KTCE
- Payson, Utah; United States;
- Broadcast area: Provo, Utah County
- Frequency: 92.1 MHz
- Branding: The Touch 92.1 FM

Programming
- Format: Jazz

Ownership
- Owner: Moenkopi Communications, Inc.

History
- First air date: September 29, 1989

Technical information
- Facility ID: 43339
- Class: A
- Power: 125 watts
- HAAT: 657 meters (2,156 ft)
- Transmitter coordinates: 40°5′21.08″N 111°49′18.72″W﻿ / ﻿40.0891889°N 111.8218667°W

Links
- Website: ktce921.com

= KTCE =

Radio station in Payson, Utah

KTCE (92.1 FM) is a radio station broadcasting a Jazz format. Licensed to Payson, Utah, United States, it serves the Provo area. The station is currently owned by Moenkopi Communications, Inc. The station first became known as KTCE beginning in 1989. Although the station is lower power, it has often been heard as far north as Salt Lake City. Its studios are in Provo, and the transmitter site is on West Mountain west of Payson.

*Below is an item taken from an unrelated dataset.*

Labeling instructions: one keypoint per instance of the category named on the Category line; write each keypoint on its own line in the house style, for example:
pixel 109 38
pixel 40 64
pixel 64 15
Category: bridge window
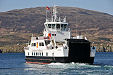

Starting in 2016, KTCE was expected to relocate its 92.1 frequency, as KUUU, licensed to South Jordan, Utah, would move from 92.5 to 92.3 and upgrade its signal coverage as part of a deal that Broadway made with Community Wireless, who was to move KPCW-FM down from 91.9 to 91.7 and take ownership of the 107.9 signal that Broadway was donating to them after they moved KUDD's Top 40 format to 105.1, where it replaced KAUU's Country format.
When the frequency change didn't happen, KTCE stayed on 92.1 MHz instead of moving down the dial to the 91.9 MHz frequency and was not changing its height or wattage.